Gold dropped more than 2 percent on Monday, hit by margin selling related to an equities sell-off that stemmed from mounting fears about government debt in Europe and the United States.
Silver tumbled 4 percent.
Investors liquidated some positions in gold to cover heavy losses in the equity markets, after Spain's government became the fifth in the 17-nation Eurozone to be toppled by the region's sovereign debt crisis this year.
Bullion, a traditional safe haven that has recently tracked riskier assets, tumbled as Washington's effort to cut its debt is set to end with a whimper as negotiators plan to announce they have failed to reach a deal. Wall Street stocks dropped almost 3 percent.
Every time there is a sudden sell-off in equity markets, people have to raise money where they can, and gold is the most liquid asset, said Adrian Day, president of Adrian Day Asset Management, which manages $160 million in assets.

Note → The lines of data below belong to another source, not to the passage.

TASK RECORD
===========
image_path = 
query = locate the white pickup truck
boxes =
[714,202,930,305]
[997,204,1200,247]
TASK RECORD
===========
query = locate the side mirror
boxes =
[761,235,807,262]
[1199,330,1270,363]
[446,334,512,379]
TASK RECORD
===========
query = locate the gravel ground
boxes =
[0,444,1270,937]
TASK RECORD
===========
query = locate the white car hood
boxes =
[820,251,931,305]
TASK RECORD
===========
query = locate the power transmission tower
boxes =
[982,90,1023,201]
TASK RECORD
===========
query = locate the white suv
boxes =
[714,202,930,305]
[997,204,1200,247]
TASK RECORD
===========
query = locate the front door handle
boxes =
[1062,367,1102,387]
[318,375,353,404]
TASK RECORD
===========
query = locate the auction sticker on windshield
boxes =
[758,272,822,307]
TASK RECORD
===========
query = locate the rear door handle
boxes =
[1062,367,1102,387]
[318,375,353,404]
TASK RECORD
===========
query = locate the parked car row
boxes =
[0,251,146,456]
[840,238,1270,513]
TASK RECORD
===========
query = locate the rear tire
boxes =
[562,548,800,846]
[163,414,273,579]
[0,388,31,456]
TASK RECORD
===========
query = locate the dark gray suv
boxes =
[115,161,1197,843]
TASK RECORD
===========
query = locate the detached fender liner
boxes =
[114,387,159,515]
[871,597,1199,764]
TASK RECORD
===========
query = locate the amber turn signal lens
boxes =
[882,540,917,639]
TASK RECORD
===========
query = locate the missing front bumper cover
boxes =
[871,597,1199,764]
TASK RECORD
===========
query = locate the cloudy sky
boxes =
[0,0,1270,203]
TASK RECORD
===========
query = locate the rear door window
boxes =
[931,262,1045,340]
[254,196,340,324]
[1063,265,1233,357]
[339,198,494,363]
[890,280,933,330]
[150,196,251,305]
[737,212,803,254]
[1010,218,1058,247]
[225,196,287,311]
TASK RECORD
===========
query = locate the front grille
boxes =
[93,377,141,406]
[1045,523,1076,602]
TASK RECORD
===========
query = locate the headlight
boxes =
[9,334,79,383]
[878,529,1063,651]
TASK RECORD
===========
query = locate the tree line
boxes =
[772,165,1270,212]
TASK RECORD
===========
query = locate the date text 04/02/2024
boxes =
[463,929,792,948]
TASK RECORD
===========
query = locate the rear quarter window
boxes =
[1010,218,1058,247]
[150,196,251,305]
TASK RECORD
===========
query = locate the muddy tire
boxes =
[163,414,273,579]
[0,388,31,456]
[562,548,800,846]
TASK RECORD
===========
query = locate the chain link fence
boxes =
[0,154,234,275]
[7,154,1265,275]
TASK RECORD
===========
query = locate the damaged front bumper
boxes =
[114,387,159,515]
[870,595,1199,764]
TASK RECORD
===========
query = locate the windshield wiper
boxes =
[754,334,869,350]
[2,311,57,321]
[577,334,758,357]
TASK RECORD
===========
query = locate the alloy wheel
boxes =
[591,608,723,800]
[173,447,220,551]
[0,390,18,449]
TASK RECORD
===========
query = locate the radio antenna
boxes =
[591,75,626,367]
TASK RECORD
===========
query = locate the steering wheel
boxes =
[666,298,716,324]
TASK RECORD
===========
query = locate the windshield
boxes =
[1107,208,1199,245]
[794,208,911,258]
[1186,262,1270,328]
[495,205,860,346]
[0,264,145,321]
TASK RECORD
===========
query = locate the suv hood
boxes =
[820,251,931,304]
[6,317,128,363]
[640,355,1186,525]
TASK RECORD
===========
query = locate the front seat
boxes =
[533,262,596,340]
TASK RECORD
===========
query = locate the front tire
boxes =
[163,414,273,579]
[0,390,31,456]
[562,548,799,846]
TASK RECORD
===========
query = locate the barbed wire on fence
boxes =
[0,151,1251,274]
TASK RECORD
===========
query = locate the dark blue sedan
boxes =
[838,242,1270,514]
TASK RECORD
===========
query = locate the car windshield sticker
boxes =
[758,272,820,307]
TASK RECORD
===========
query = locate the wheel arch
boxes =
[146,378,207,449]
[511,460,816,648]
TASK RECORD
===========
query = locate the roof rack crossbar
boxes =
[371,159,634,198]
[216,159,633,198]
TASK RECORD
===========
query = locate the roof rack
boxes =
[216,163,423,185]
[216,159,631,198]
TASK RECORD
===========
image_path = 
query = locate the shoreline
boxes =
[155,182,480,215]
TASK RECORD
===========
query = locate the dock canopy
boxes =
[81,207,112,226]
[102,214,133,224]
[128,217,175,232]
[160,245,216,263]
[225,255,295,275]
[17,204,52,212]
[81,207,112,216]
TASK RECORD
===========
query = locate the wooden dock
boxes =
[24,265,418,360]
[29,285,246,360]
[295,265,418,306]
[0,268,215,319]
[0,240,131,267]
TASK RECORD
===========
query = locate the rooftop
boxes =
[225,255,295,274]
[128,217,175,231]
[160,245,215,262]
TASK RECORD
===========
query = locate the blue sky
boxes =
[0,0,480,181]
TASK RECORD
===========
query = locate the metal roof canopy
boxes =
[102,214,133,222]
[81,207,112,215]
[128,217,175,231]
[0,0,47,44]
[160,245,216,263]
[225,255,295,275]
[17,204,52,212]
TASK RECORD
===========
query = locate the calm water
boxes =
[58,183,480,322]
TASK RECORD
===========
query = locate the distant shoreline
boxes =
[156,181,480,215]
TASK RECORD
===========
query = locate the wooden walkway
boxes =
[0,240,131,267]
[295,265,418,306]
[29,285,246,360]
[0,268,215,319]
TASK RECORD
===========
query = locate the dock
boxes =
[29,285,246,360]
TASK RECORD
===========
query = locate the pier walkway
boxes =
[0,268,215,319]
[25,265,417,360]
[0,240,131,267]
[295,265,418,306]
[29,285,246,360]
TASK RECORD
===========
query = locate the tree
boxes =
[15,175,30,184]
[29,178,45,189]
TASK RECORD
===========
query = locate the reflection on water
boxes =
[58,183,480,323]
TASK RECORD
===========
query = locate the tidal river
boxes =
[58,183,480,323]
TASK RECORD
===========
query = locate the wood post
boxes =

Spot gold was down 2 percent at $1,691.49 an ounce by 11:22 a.m. EST. Last week, gold fell around 3 percent, its largest weekly decline since September.
Technical selling accelerated after bullion fell below a key technical support at its 100-day moving average. Gold has now dropped sharply in three of the past four sessions.
U.S. gold for December delivery fell $32.30 to $1,692.80 an ounce. Trading volume was set sharply to exceed its 30-day norm, preliminary Reuters data showed.
Weighing heavily on global markets was news that the Republican and Democratic leaders of a 12-member congressional super committee are set to declare defeat after three months of talks failed to bridge deep divides on taxes and spending.
U.S. stock markets dropped as the failure will cement notions of a dysfunctional Washington. Investors are already disenchanted with the brinkmanship that brought the country to the edge of a first debt default in August.
Spot silver dropped 4.1 percent to $31.06 an ounce. Demand worries surfaced as data showed China's October silver imports dropped 26 percent on the year, and the total inflow in the first 10 months of the year slumped 28 percent.
Platinum fell 2.6 percent to $1,546.99 and palladium slid 2.7 percent to $584.97.